It is time cybersecurity stopped being seen as a tech issue
The cyber threat landscape is evolving rapidly as institutions become more dependant on digital technology. It has never been more important for companies to pre-emptively defend themselves by updating their capabilities.
This world is not only one filled with more digital adversaries and threats, but with an abundance of opportunity for organisations that get it right. As the thread of technology weaves deeper into every aspect of our lives, the topic of cybersecurity is increasingly important for executives and business leaders alike. Many organisations have countered such threats by dramatically increasing cybersecurity budgets - and yet cyber breaches are pervasive.
These conditions may only worsen as digital connectivity, data privacy legislation and geopolitical instability continue to expand. Companies that have already increased their cybersecurity budgets reported that incidents, their impact and the costs associated with them continue to rapidly rise. In 2021, research found companies faced an average of 270 cyber-attacks, showing a 31 per cent increase from 2020.

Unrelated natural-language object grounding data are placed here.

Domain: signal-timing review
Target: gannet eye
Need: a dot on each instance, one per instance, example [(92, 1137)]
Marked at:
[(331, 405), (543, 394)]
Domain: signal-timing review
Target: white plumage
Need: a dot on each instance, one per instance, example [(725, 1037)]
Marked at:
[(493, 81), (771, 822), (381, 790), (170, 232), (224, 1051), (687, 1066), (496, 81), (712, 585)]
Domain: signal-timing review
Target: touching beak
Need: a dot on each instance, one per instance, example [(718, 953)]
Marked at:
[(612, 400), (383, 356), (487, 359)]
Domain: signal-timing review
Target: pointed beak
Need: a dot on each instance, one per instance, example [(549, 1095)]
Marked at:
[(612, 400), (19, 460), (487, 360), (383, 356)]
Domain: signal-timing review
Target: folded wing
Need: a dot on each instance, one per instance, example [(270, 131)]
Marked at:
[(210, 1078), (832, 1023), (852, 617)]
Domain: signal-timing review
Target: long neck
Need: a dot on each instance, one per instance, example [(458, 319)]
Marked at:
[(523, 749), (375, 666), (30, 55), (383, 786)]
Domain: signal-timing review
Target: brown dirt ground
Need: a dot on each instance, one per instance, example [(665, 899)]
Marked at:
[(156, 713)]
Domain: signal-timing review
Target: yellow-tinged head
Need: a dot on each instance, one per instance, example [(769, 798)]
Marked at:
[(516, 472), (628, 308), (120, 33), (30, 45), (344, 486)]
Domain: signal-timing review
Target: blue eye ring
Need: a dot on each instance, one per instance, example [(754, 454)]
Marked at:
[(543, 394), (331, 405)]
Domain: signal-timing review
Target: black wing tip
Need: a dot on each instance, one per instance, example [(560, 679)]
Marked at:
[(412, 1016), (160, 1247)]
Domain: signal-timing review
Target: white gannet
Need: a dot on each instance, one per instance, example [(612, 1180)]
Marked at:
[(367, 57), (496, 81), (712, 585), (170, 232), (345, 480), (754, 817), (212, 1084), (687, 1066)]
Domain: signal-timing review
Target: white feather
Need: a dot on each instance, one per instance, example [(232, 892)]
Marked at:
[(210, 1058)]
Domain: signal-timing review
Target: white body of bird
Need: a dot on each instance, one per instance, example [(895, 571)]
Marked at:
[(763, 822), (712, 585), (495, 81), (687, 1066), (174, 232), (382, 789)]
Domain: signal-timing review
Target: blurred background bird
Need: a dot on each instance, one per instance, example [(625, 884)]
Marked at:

Throwing more billions into cyber defense This shows costs are rising at an alarming rate, with industries expected to pay as much as $10.5 trillion annually responding to cyber incidents. It demonstrates that greater steps than inflating budgets need to be taken to protect a company from cyber-attacks. Rather than delegating information security strategy to technology teams, senior management must lead the charge by championing cybersecurity policies internally and with their customers, employees and vendors.
To succeed in this, CEOs should align their operational and security teams under one united strategy to create a safe and trusted environment for their clients and peers. The latest ‘State of Cybersecurity Resilience’ research from Accenture shows only 5 per cent of companies are getting this alignment right, which presents an incredible competitive advantage for those companies that take their information security more seriously.
Not just an IT problem
In terms of leadership, cybersecurity has traditionally fallen under the remit of the CIO, but over the last 10 years many have recognised the need for dedicated CISOs to lead corporations through this digital minefield. While accountability remains fragmented, the growing census emerging is that ‘security is everybody’s responsibility’.
In 2021, all of Fortune 500 companies had a CISO, up from only 70 per cent in 2018. One of the primary drivers for this change is that CIO leaders typically place more value on the availability of systems, instead of their security, with their supporting IT teams often lacking the specialised skills and experience to function as cyber defenders.
Yet gaps may remain between the alignment of CISOs and other senior leaders. A key misunderstanding is the continued and outdated belief that cybersecurity is an IT responsibility, rather than a unique business challenge that requires a different set of skills and a whole new way of thinking.
Traditional IT teams are often under-equipped to deal with the barrage of attacks that companies face on a daily basis. It is essential that with this new information, we reform the outdated belief that cyber teams can operate in silos.
To function effectively, cybersecurity must be seen as a strategic enabler for the entire organisation. The adoption of cloud computing, IoT and 5G connectivity - and often the purchasing decisions - are being driven by the C-suite.
Not the time for retrofit
Instead of being retrofitted, security needs to be at the forefront of these initiatives with all risk properly assessed and managed upfront. This approach will not only save time and money in the long-term, but should fortify trust and cyber resilience in this new digital age.
This will require CEOs to ask tough questions, challenge their organisations to identify and assess cyber risk effectively and be more in touch with how security initiatives are progressing.
Cybersecurity is a business challenge the world is still grasping, but a broader collaborative approach with strategy shaped by the CEO, CISO and other key business leaders will lead to a cultural change and the embracement of information security throughout the business.
The Equiti Group have adopted a holistic approach to cyber defence. This strategy embeds information security best practices and principles throughout all levels of the business – from the board through to the operational teams and beyond.